Outlook 2019: Anthony Amicangioli, HPR

01.07.2019

Anthony Amicangioli is the founder and CEO of HPR.

Anthony Amicangioli, HPR

How should the new year be known?

This year will be the year that the cloud goes mainstream in financial services. Although businesses leveraging cloud-based models have upended incumbents in scores of other industries, it’s been slower coming in financial services.

There are several understandable reasons for that – security concerns, compliance questions, a general mindset that prized keeping things in-house, etc. – but those concerns and objections have all been overcome, in our opinion.

The cost, simplicity and usability benefits of the cloud are just too hard to ignore. In recent conversations with a significant buy-side firm, its CTO said they have gone from a situation a few years ago where they had to argue why they should use the cloud for specific projects, to now having to make a case for why they shouldn’t. That’s a massive change in only a few years, and I think it is indicative of the mindset we see with most of the firms with which we speak.

What do you see as the next major watershed for the industry?

From Uber threatening taxis to Casper waking up the mattress business, and Amazon replacing all kinds of brick and mortar retailers, technologically savvy newcomers up-ending the status quo is becoming a cliché.

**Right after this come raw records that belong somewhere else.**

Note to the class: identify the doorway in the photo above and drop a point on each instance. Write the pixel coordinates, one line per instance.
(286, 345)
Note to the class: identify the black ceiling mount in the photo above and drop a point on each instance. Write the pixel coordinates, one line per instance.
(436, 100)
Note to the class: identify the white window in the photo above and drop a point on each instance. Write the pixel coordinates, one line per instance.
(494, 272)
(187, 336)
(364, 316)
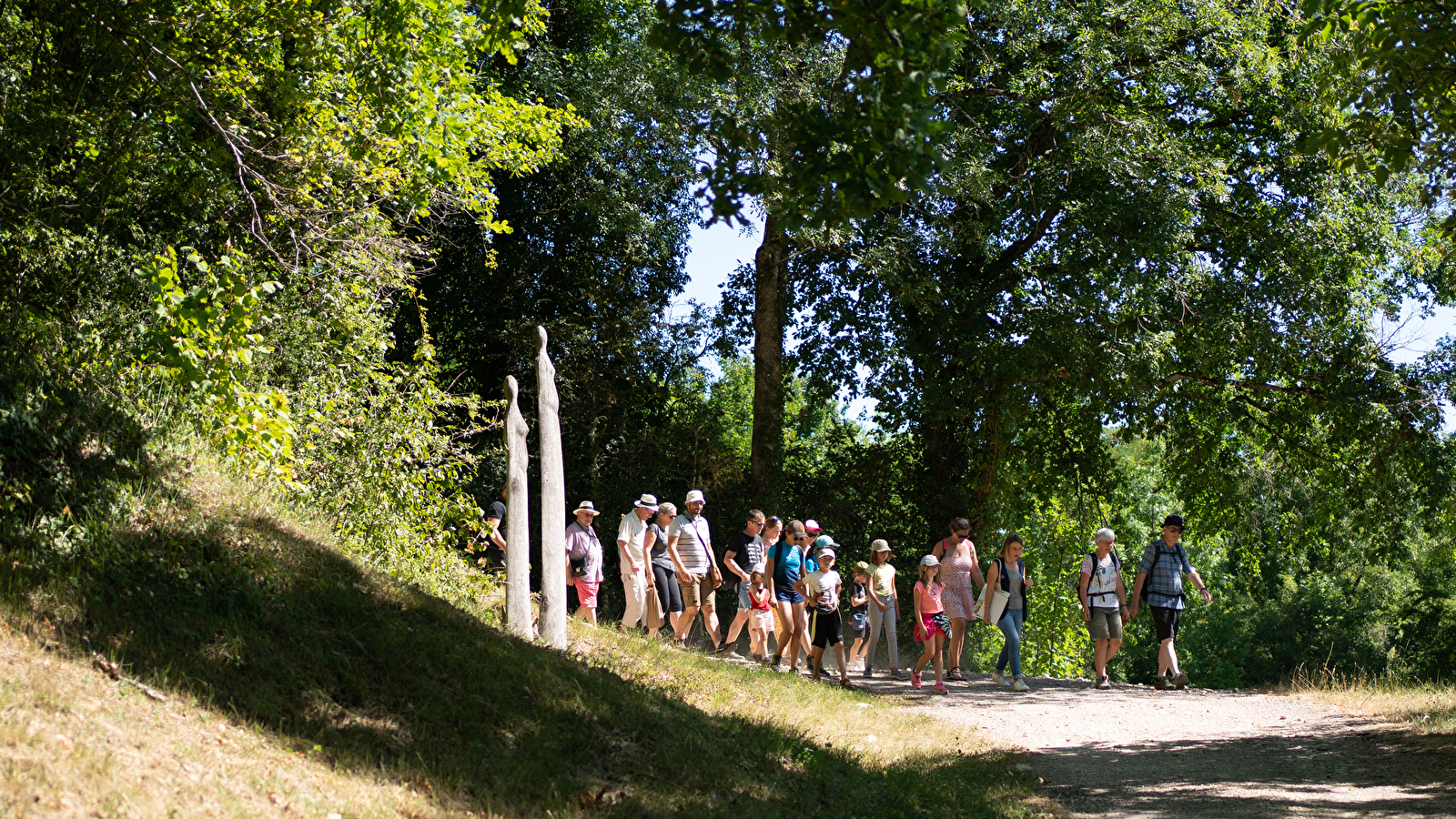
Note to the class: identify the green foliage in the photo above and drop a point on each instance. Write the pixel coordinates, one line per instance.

Although consumer banking, payments, retail investment, and etc. have seen the encroachment of firms of this type, that has yet to happen in the capital markets. However in our opinion, those players are coming, and 2019 might very well be the year they manage to break through.

The foundational technology these newcomers run is built to scale. At their essence, they are very simple. Take Google, which is fundamentally a distributed, de facto operating system. Ten Google apps may do ten very different things, but the underlying technology is highly unified. This efficiency and unification have enabled the rapid ascent of these companies.

Although that is no doubt concerning for incumbents, it also represents a massive opportunity given the inherent advantages they have by being an established player in a market that is ultimately very difficult to break into. If the success of these tech-led firms has made one thing clear, it’s that getting the approach right early reaps giant rewards. In our opinion, the first bank to truly solve its legacy technology issues will grab market share and be positioned to succeed for many years to come.